After all, how many men had contributed so much to so many different disciplines, and had such a profound effect on the world? Calculus, optics, mechanics; all areas utterly revolutionised by Newton. Outside of Da Vinci, he was perhaps the greatest Renaissance man in history. Only time will tell if, eventually, someday, “Templeton” takes its rightful place among this group of peers, though I most certainly have my doubts.
I knew that this was the man my Benefactor wanted me to meet, but I felt a flutter in my chest; what if he wasn’t? What if I was to meet “Ignatius Newcombe” or what if the “IN” didn’t refer to a person at all, but rather a thing, or a direction to share port “in” something? Regardless of the Old Bird’s intent, I thought that I would start with Newton—it was the best lead I had, after all—and move on from there.
Besides, I thought that given his somewhat unorthodox views on Christianity and the church, Sir Isaac might rather enjoy hearing about my run-in with our friend Toasted Trent Albertson.
“Computer: what type of dress would be appropriate for England, 1666…nobleman,” I said. I thought I was rather clever; after all, I’d have a much easier time meeting Isaac Newton (even pre-knighthood, I suppose) as a noble rather than as some member
of the rabble. Not to mention that I gathered that the noble clothing was more likely to be made of silks and satins, and hence far more comfortable.
The computer opened the glove compartment and flipped to one of the pre-packaged outfits: a rather fancy-looking purple silk waistcoat with a crisp white, frilly shirt, and matching purple pantaloons. Long, white socks and polished, black, buckled shoes completed the ensemble, which I found to be rather gaudy, even if it belied a simple elegance that has somehow vanished through the centuries. I put on the clothing, an activity far more time-consuming than I would have imagined.
Perhaps the Old Bird hates me, after all, I thought as I looked in the mirror in the head. I especially didn’t like the 2001-esque coldness with which the computer complied with my request, which aroused a new round of paranoia at a potential HAL-like computer takeover. Alas, nothing nearly so exciting was to be the case as of yet.

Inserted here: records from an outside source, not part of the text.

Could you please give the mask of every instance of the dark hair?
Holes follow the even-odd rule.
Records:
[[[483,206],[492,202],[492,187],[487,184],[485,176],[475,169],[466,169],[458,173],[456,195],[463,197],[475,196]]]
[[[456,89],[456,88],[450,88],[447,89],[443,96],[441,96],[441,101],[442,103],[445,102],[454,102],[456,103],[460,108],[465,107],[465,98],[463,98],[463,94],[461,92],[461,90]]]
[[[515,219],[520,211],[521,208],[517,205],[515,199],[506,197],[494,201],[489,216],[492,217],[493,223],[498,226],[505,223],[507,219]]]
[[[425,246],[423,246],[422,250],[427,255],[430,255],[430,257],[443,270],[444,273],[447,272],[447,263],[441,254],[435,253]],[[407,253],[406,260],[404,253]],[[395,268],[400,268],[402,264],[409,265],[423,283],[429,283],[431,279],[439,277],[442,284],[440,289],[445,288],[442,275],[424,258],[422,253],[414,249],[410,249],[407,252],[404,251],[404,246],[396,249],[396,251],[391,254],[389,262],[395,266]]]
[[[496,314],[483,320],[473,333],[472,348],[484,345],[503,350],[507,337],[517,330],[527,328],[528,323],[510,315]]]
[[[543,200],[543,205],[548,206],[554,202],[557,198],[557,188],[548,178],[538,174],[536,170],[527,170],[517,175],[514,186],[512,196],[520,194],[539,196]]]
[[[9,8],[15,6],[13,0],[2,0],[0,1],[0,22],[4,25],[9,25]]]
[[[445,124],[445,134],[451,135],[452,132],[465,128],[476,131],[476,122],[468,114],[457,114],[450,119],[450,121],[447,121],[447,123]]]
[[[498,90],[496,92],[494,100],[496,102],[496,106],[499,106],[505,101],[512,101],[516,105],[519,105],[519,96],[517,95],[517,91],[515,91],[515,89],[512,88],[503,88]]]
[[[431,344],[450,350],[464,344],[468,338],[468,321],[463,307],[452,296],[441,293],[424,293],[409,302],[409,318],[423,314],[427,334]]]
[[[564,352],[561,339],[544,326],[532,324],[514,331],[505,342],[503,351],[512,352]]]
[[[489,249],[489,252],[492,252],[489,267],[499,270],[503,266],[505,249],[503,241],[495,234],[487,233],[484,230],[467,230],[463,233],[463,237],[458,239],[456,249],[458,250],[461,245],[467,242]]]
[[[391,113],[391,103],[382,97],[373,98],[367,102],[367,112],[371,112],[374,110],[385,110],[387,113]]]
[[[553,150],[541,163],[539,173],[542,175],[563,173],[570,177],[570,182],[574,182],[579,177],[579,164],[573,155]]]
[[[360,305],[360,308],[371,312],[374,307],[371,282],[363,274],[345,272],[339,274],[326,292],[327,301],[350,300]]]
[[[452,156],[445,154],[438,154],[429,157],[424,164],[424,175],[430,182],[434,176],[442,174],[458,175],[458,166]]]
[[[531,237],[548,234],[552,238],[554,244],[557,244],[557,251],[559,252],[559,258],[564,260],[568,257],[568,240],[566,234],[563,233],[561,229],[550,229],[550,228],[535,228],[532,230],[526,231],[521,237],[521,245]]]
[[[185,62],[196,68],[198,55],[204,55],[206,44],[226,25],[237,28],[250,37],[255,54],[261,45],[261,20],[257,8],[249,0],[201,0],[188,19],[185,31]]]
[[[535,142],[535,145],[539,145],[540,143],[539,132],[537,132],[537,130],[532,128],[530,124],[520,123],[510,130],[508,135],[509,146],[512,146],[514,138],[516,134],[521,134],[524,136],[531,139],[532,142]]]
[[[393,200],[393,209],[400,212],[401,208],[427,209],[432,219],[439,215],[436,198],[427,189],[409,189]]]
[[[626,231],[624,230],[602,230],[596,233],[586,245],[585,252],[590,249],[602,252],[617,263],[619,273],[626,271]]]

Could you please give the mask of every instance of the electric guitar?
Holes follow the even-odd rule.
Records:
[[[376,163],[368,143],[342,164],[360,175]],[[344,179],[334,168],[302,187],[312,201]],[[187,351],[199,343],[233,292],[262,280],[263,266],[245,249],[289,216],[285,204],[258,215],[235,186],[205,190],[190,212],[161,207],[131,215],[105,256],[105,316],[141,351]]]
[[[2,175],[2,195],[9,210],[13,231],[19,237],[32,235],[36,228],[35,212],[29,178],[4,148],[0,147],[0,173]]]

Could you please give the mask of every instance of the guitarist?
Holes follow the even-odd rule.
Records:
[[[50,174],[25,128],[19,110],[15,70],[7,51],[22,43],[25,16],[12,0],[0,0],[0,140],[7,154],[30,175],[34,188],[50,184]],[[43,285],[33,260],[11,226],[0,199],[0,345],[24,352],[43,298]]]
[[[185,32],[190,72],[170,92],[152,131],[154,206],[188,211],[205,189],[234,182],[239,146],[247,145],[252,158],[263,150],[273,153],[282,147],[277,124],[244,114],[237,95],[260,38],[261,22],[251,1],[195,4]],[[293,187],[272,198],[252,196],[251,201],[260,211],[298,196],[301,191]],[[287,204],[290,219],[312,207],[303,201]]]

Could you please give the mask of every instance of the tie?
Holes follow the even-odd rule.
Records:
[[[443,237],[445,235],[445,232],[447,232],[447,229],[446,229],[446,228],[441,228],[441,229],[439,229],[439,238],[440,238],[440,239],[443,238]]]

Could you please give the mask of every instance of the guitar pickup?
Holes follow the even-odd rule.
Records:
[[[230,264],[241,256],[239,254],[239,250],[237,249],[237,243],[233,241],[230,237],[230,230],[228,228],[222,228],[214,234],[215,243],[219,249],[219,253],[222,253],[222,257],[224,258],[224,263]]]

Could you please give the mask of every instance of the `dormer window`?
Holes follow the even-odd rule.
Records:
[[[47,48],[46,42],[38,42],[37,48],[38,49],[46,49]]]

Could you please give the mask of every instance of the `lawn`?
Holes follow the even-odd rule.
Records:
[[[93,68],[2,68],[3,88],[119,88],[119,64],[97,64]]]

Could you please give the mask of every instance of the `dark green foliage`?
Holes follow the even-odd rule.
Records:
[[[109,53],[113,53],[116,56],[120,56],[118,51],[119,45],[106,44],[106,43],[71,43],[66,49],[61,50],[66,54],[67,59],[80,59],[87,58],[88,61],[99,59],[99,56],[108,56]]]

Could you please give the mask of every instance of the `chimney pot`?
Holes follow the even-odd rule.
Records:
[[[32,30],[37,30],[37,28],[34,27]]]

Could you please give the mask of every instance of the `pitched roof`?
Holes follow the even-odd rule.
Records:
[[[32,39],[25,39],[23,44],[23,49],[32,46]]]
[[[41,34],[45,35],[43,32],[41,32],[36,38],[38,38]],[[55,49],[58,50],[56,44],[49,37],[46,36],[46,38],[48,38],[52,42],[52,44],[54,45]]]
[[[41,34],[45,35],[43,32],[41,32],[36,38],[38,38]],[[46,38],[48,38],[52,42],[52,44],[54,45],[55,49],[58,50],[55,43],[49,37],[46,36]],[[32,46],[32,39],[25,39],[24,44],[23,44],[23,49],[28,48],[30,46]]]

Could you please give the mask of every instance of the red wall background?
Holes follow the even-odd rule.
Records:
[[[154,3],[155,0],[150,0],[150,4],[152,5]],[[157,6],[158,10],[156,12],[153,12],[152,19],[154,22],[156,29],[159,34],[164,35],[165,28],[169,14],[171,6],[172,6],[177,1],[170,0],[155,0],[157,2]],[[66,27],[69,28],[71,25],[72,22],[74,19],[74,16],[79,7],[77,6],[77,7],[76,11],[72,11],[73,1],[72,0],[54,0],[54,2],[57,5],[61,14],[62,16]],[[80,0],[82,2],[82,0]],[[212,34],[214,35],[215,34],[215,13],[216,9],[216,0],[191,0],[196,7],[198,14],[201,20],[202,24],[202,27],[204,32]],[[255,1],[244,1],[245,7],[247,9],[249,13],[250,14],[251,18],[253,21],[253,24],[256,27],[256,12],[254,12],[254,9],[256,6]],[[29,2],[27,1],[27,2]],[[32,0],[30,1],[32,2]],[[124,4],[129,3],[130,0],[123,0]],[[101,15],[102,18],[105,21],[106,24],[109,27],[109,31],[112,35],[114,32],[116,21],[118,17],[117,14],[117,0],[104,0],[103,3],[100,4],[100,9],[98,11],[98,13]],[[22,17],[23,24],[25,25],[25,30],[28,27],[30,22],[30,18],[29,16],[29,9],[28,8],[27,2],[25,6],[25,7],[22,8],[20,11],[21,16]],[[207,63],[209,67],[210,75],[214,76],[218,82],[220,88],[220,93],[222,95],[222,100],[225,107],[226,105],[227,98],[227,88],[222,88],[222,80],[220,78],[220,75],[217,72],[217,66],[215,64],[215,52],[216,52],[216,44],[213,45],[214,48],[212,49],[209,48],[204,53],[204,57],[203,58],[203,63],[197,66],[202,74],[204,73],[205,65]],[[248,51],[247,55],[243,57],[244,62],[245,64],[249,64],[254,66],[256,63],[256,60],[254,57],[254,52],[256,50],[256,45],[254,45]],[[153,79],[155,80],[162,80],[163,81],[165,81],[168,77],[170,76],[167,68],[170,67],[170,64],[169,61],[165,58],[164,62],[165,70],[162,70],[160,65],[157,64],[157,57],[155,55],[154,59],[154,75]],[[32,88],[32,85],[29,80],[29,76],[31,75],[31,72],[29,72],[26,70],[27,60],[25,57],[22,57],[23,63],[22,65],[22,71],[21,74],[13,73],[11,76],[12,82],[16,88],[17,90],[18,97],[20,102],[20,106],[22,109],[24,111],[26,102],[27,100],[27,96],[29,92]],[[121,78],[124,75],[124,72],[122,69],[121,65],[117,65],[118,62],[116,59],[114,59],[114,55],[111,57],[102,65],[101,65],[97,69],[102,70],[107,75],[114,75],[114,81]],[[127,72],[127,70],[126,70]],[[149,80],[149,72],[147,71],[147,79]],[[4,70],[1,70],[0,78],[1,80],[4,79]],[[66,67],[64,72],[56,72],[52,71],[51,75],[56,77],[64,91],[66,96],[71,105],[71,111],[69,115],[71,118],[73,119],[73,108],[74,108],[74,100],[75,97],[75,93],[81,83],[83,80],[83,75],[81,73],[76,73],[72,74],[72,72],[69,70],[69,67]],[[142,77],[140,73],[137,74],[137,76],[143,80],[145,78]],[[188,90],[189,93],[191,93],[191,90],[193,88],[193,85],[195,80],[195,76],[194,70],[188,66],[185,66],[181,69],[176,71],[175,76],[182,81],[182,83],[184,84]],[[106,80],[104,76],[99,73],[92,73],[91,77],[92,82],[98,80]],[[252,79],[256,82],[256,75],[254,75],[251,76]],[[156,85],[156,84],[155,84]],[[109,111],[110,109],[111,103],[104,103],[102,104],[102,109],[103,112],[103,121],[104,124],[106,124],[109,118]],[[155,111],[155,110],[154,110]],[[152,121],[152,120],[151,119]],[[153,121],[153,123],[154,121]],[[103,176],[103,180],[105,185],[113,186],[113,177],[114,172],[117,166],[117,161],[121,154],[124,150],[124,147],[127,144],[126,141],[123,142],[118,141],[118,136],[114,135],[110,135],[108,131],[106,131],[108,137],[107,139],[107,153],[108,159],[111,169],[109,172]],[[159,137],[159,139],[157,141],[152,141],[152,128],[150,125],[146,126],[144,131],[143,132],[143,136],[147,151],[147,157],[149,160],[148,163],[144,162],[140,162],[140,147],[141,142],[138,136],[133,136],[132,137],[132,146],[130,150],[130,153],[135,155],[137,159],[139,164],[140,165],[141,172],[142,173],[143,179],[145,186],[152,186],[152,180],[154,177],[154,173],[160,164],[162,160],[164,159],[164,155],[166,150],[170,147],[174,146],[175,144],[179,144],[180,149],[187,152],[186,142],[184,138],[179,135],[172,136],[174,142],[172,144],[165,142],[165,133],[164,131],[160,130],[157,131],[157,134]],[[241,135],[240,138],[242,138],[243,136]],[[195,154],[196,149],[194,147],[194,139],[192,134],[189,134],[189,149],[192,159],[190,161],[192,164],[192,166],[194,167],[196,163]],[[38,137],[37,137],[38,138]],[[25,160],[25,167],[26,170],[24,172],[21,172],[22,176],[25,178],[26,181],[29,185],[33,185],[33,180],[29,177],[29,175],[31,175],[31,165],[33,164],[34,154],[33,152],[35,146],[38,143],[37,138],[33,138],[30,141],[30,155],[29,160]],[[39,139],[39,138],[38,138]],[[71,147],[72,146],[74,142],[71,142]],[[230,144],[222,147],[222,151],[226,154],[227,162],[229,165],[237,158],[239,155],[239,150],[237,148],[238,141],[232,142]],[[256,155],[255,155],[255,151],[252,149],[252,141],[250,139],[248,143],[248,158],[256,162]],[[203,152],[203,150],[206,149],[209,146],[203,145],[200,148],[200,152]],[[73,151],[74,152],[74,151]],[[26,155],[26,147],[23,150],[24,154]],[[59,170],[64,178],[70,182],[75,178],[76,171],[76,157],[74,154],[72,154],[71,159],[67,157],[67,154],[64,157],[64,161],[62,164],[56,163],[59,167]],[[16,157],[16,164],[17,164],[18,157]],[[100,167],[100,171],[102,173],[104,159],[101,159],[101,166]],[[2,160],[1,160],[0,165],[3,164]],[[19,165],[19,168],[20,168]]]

Though my hangover had begun to fade, my usually crystal-clear mind was still foggy and dull like a London winter. I eased my way into the command chair, and was delighted to see the coordinates for the time jump already loaded into the console from the night before. I allowed myself a smirk as I cautiously raised a finger over the red, flashing icon and quickly pressed it.
The machine immediately came to life, as each half rotated in an opposite direction and the gravity drive kicked in. The ship shot off toward the town as the cloaking device disengaged, now visible to everyone in all of its shiny, metal splendour.